15 março 2015

Pitoresco forense. ( memória nº 112 )


Memórias  nº 112.
Lembranças da advocacia.

 

A militância profissional por longos anos provoca incontáveis situações das mais variadas conseqüências, inclusive folclóricas, merecedoras de serem lembradas, ou por serem cômicas ou até em razão da relevância dos acontecimentos e suas conseqüências.

 

Pois no exercício da advocacia Lourenço aguardava o início de audiência numa das varas cíveis de Joinville, Santa Catarina, conversando com a estagiária que era estudante de direito em estabelecimento outro ao que ele era professor.

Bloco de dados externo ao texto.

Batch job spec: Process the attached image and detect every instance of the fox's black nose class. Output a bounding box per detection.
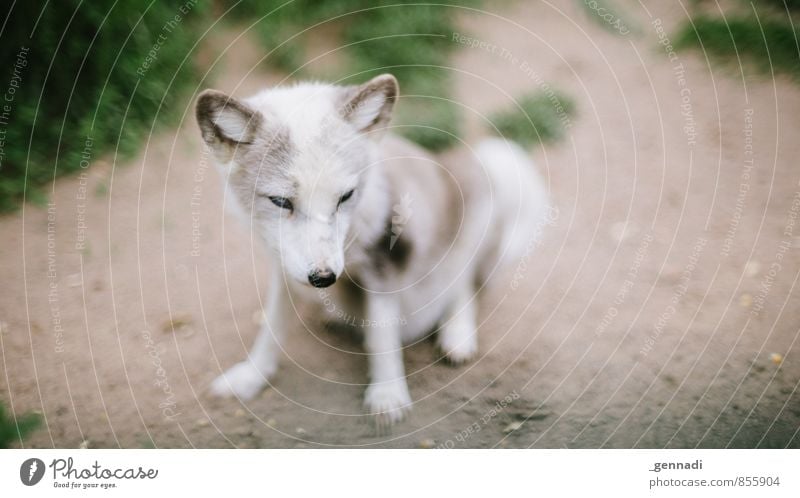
[308,269,337,288]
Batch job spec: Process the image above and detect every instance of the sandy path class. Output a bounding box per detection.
[1,0,798,448]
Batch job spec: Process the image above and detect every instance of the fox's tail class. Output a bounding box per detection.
[473,137,552,283]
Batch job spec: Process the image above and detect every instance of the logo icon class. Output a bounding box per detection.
[390,193,413,250]
[20,458,45,486]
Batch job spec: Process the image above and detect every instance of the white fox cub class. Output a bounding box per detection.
[195,73,550,425]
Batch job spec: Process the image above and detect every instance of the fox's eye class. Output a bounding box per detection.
[268,196,293,211]
[338,189,355,206]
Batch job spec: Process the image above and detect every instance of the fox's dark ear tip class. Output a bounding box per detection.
[374,73,397,83]
[195,90,236,132]
[372,74,398,96]
[197,88,225,100]
[196,89,222,114]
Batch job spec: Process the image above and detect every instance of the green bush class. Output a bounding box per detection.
[0,0,209,211]
[0,0,487,211]
[222,0,478,151]
[490,91,577,146]
[0,402,40,448]
[764,0,800,11]
[675,15,800,79]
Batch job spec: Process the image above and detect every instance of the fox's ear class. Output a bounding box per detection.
[195,89,263,158]
[340,74,398,136]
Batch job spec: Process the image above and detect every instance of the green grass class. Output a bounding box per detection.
[576,0,638,36]
[0,402,40,448]
[5,0,576,212]
[0,1,210,212]
[222,0,479,151]
[489,91,577,146]
[675,15,800,79]
[764,0,800,11]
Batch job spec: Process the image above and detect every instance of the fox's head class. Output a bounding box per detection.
[195,74,398,288]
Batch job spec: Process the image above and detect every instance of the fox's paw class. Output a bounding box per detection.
[438,326,478,365]
[364,379,412,428]
[209,361,271,400]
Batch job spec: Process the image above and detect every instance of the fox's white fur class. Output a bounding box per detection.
[195,74,550,425]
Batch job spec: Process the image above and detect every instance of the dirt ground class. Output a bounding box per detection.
[2,0,799,448]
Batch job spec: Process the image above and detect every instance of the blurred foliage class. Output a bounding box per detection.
[0,1,209,211]
[0,402,41,448]
[763,0,800,11]
[576,0,638,36]
[0,0,495,211]
[489,91,577,146]
[221,0,480,151]
[675,11,800,79]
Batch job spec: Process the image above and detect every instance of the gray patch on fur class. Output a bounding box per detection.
[195,88,296,214]
[369,212,413,274]
[227,126,295,213]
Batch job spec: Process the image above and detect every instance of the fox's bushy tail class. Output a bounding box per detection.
[473,137,552,284]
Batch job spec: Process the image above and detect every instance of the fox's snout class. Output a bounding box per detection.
[308,268,337,288]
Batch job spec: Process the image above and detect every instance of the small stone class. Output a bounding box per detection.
[79,440,90,449]
[739,293,753,308]
[770,353,783,365]
[162,314,193,334]
[195,418,209,427]
[503,421,524,434]
[744,261,761,277]
[234,409,246,418]
[266,418,277,427]
[295,427,306,435]
[418,438,436,449]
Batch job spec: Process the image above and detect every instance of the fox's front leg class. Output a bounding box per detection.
[210,270,288,400]
[362,294,412,425]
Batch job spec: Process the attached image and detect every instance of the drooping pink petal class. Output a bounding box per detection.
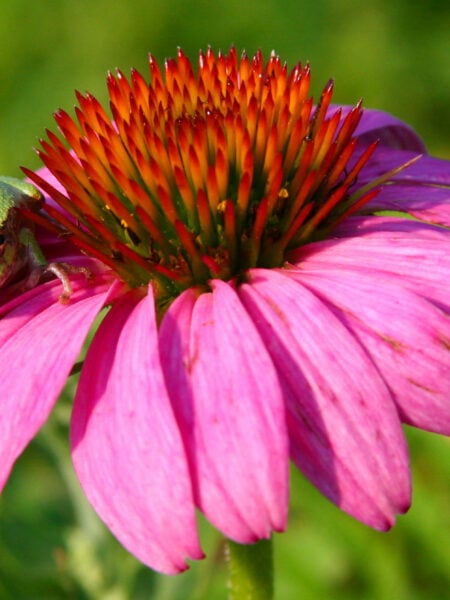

Conversa vai e vem, explicou que tivera o privilégio de ser ao seu tempo aluno do grande civilista de Areias, o professor Washington de Barros Monteiro, quando o magistrado adentrou à sala e questionou sobre a conversa.

 

- Será que ele ainda vive?

 

Lourenço esclareceu que dado vínculos diversos saberia se estivesse falecido, pois seu pai e seus colegas de turma tinham bastante proximidade com grandioso magistrado... E deram por encerrada a conversa.

 

Mais tarde, chegando em casa por volta das 23 horas ou mais, foi avisado que seu pai telefonara e queria falar, motivando assim ligar para S. Paulo, mesmo com o adiantado da hora.

 

- ... então sabe quem faleceu? O professor Washington...

 

Passado alguns dias retornando a Joinville, onde lecionava Direito das Coisas, foi ao gabinete do mesmo magistrado contar o que acontecera.

 

O Juiz de Direito que estava sentado num sofá perdido num monte de papéis e anotações o cumprimentou gentilmente e aguardou fosse esclarecido os motivos da presença do advogado.

 

- Pois é doutor: Lembra-se que estive aqui a semana passada e conversamos a respeito do professor Washington e o senhor questionou se ainda estava vivo... Lembra-se? Pois ele morrera  naquela manhã.(...)  

 

Consternado e um tanto abalado o magistrado levantou-se e convidou Lourenço a rezar uma Ave Maria




 
Meses depois encontraram-se na fila de um banco na cidade e o fato foi novamente lembrado pelo Juiz de Direito que ficou impressionado com o que acontecera.

 

Outra situação marcante foi o que se deu em Cananéia.

 

Residente em Itanhaém distante 200 km. do foro, Lourenço àquela época mantinha diversos clientes na região e uma ou duas vezes por mês ia à cidade à trabalho. A maioria dos casos de que cuidava dizia respeito a questões fundiárias.

 

A Comarca de Cananéia recentemente instalada era palco de grandes conflitos envolvendo de um lado caiçaras e pequenos posseiros e de outro empresas agrícolas ou especuladores de terras. Inclusive muitas demandas envolviam imóveis situados na Ilha Comprida, então com parcela de seu território integrante àquele município.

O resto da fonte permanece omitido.